JAKARTA (KBK) – Ketika suara gemuruh mulai terdengar dari kejauhan, bibir Yana Sulistyana kembali bergetar mengucap takbir. Matanya terpejam ketika kilatan cahaya putih yang berasal dari gulungan awan hitam menjilat kaca apartementnya. Meski Yana telah tinggal di HongKong selama 12 tahun sebagai pekerja migran, namun hatinya tetap berdebar ketika mengetahui topan akan menerjang kota di pinggir Samudra Pasifik itu.

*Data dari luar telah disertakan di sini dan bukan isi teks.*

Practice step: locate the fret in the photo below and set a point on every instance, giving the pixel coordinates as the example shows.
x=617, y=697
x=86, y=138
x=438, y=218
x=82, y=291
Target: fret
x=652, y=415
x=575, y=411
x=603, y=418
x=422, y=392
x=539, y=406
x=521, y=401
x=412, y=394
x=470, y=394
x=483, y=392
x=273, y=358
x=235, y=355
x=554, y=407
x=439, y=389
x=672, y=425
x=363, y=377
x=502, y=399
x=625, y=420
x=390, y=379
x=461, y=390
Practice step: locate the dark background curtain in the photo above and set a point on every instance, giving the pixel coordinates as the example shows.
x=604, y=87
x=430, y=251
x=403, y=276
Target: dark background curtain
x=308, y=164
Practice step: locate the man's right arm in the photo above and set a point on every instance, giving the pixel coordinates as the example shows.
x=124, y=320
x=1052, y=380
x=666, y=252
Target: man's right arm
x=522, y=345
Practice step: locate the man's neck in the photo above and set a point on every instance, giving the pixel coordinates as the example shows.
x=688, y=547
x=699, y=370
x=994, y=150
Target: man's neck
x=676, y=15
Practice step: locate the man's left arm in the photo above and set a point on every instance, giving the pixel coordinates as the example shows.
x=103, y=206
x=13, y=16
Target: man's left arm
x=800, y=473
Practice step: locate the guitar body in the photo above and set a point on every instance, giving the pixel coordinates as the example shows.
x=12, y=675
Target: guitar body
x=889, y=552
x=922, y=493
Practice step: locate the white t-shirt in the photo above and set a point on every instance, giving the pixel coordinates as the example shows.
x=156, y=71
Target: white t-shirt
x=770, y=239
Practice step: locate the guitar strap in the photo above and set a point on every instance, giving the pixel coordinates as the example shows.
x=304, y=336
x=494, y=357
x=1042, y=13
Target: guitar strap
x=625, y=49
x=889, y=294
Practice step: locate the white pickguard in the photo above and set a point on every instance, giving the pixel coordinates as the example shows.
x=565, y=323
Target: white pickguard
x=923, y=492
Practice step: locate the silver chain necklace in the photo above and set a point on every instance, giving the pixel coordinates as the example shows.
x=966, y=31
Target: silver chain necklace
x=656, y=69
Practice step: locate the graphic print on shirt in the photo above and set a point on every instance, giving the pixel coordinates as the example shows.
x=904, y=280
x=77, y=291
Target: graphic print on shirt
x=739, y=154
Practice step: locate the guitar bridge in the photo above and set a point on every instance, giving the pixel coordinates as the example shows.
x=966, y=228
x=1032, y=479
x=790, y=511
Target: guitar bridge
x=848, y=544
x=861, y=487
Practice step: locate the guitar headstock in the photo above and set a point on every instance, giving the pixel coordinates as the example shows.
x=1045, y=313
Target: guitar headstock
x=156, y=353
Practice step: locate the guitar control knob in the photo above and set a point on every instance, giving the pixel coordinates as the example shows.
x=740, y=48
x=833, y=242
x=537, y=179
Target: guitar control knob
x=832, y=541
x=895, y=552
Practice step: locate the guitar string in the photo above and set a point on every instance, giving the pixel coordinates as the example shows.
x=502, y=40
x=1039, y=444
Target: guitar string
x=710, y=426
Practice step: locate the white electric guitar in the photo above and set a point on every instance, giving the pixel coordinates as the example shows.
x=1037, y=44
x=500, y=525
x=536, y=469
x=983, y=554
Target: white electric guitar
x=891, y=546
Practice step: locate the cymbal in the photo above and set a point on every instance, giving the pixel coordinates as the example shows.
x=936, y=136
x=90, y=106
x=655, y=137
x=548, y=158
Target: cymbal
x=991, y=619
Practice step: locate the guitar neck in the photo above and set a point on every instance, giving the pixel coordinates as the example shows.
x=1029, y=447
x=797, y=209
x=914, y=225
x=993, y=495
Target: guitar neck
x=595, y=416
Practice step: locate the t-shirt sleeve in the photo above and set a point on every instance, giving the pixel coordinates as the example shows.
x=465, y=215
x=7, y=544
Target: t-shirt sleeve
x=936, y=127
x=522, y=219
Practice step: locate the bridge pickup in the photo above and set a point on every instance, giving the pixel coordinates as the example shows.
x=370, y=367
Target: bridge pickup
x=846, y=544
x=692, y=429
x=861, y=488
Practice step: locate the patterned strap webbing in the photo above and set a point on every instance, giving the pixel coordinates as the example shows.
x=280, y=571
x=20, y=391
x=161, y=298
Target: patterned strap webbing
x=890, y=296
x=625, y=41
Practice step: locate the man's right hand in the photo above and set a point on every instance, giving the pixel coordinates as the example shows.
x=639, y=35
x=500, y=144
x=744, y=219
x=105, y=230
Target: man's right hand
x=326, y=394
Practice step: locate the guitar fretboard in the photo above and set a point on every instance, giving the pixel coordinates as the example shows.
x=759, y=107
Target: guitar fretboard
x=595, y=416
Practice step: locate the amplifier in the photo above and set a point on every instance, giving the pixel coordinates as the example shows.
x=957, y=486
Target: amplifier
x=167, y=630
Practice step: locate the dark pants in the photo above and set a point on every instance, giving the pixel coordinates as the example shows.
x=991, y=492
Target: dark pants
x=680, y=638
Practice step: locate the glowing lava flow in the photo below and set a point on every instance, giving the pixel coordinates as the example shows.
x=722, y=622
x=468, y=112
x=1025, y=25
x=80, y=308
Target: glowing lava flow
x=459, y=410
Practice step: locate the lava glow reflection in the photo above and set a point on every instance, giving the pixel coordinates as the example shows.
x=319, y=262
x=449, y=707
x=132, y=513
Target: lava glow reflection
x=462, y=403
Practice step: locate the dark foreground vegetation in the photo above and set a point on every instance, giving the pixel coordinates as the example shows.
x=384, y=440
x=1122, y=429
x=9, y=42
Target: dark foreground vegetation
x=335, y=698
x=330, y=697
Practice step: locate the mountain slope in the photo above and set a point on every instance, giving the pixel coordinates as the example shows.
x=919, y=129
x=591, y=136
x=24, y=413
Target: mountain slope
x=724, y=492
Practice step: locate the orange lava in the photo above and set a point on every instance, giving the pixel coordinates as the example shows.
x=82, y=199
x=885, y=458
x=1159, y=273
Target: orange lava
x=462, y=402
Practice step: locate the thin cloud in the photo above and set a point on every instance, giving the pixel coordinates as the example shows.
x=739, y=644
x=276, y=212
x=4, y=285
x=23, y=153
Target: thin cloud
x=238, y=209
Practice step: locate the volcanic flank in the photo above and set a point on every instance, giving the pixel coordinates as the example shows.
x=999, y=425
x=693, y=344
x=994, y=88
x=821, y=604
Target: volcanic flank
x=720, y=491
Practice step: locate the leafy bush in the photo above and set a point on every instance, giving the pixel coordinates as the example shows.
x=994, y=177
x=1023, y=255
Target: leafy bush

Setengah jam kemudian awan mendung yang sudah menggelayut sedari subuh mulai menurunkan hujan
dibarengi tiupan angin berkecepatan 200 km per jam, menandakan bahwa topan mangkhut telah mendarat. Pagi itu (16/9) HongKong layaknya kota mati dimana banyak sampah berterbangan dan tak sedikit mobil yang terparkir berantakan akibat diamuk manghkut.
Yana yang mendiami lantai 22 Shunlee apartment di district Kowloon Bay hanya bisa melihat kabut putih di balik jendela yang bergetar hebat. Samar-samar terkadang tampak pohon yang melayang karena akarnya tak lagi kuat menahan tiupan topan terkuat sejak tahun 1946 itu. Tak lama kemudian otoritas setempat mengeluarkan peringatan T10+ (signal tertinggi pada topan) dan apartement Yana pun mulai berayun.
“Apartement saya tiba-tiba goyang-goyang seperti gempa selama hampir 2 jam. Kepala jadi pusing,” ucap Yana yang juga aktif menjadi relawan Dompet Dhuafa HongKong.
Di tengah kepanikan yang melanda, hanya Al-quran yang menjadi pegangan Yana dalam melalui tiupan mangkhut. Sepanjang topan berlangsung Yana tak henti-hentinya bertilawah. Suasana kian mencekam saat Al-quran yang dipegangnya turut bergetar ketika guntur menghujam tanah.
“Waktu kejadian sangat sunyi, tak ada suara tangisan, minta tolong atau jeritan tetangga. Hanya suara tiupan angin saja yang menemani saya melewati topan,” ungkap Yana.
Setelah topan berlalu HongKong kembali bergeliat meski sekolah masih diliburkan selama 2 hari (senin dan selasa) karena masih banyak puing-puing yang bertebaran di jalan raya. Di pasar lain lagi ceritanya, harga sayur mayur melonjak 150 persen, begitu juga dengan harga ikan, daging sapi, telur dan daging ayam akibat pasokan dari China daratan yang masih belum normal.